ディーの日記 1583年6月5日

ページ名:ディーの日記 1583年6月5日

1583年6月5日 水曜日 午後2時頃


 エドワード ケリーは、委員会が彼を硬貨偽造の罪で逮捕しようとしているという彼の兄弟トーマスがもたらした知らせと、彼の妻がブロックレーのフリーマン婦人の家から来て、ハッセー氏が彼を詐欺師であると当局に伝えており、かなり厳しく酷い報告をしていたという知らせにより、朝の9時から現在まで心が不安定になり怒り狂っていた。そして彼の妻は今はチッピング・ノートンにある母親の家へと帰っている。これらにより、余は今の彼の大きな動揺、外的に彼に向かっている難局、内的に彼の怒り狂った短気さからの神に向かっての罵りについて考え、(神の僕として行え得るためには)余ら2人によって行われるべきという神の約束全体を思い出し、大きな憐れみを抱いた。彼が今用いているような言葉遣いは、どのようなキリスト教徒もなすべきではなく、彼が示すような復讐心も抱くべきではなく、それらは余ら2人の作業を防ぐ事になり、肉体と魂の両方で大きな危険となるであろう。そのため、(神の僕として余らが一致するために)強い決意をした者の任務として、余自身と同じように彼のためになすべき事があり、余は神を慰め、助言のための我が避難所とし、この大きな苦難、誘惑の十字路における大きな助けを求めた。
 そして、余の先に述べた目的のための大いに謙遜した祈りの後に、エドワード ケリーは声を聴いた。その間、余はこの神秘が中にある水晶玉をエドワード ケリーの傍の机に(充分に敬意を抱きつつ)置いた。
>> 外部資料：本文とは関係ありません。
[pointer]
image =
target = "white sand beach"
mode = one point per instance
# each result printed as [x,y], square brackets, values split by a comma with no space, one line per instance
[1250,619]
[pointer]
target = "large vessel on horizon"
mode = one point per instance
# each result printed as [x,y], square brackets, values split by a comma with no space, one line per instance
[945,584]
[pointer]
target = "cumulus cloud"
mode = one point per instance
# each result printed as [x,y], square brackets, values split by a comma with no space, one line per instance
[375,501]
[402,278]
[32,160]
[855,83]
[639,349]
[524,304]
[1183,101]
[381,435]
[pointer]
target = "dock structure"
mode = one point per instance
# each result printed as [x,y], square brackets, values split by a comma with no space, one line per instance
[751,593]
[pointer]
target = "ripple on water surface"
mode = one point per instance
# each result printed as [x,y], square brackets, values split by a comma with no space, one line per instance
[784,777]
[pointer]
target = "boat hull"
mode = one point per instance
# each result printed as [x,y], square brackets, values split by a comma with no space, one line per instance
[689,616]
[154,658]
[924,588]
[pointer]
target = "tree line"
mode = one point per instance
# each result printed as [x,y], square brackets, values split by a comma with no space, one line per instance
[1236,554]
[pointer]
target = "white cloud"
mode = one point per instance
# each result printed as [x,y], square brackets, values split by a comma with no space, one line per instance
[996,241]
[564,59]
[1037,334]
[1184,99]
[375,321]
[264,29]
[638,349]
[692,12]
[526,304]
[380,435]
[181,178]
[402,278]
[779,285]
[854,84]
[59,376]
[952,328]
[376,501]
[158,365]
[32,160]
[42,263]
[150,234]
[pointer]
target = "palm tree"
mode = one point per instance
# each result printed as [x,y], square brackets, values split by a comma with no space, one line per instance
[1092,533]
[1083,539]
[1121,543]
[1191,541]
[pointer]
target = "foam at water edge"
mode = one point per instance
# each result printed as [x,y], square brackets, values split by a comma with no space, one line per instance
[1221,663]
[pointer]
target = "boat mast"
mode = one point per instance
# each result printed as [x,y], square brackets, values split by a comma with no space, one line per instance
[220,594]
声「光の娘らに、その衣を取るようにさせよ。彼女らのその秘密の部屋を開くようにさせよ。人の声が述べたようにである。
 汝自身を神に示せ。汝が既に約束された事を真に行え。汝の衣服を共に集めよ。病んだ者らには助けが必要だからだ。汝らは憐れみの子らであり、憐れみの腰に住む。我が述べたように、汝はそうである。そして我は述べるように、我が決意は沈む事は無い。もっとも人の子らには、我が決意は未決定であろう*1
 汝らの衣を集めよ。害毒は熟し、悪虫が百合の中へと齧って侵入しようとしているからだ。
 彼は述べている。我に彼らに示させよ。彼らは義人では無いからだ。真に我に彼らに触れさせよ。彼らは不義だからである。我は彼に力を与えたが、広める事はさせなかった。我は彼に武器を与えたが、それらは鋭くは無い。彼の指は汚されるが、まだ損なわれてはいない。我は彼に夜へと割り当てて、その言葉の前に終わりを付けているからだ。その理由はやがて知られよう。ゆえに我は彼の口を引き伸ばしている」
ケリー「私は水晶玉の近くに、人々が土塀へ向かって叩いているような大きな声を聴きました。ドンドン打ったり、引きずったり、散りばめたりといった感じです」
声「起き上がれ、真に。我は彼らの嘲りに対して復讐するからである。真に彼らは乳児である」


 長い沈黙と停止の後に、テーブルの上に(サーセネット産のシルクの縁の外側に)女のような者が現れた。彼女は赤い衣を着て、その上からはアイルランドのマントルのような白い外套を着ていた。そして頭には花冠のような緑色の丸いものと、その下には小冠をかぶっていたが、それらははっきりと見分ける事が出来なかった。彼女の胸には1つの白い宝石があり、その背中には別の宝石があった。両方の宝石は十字架の中央に置かれていた。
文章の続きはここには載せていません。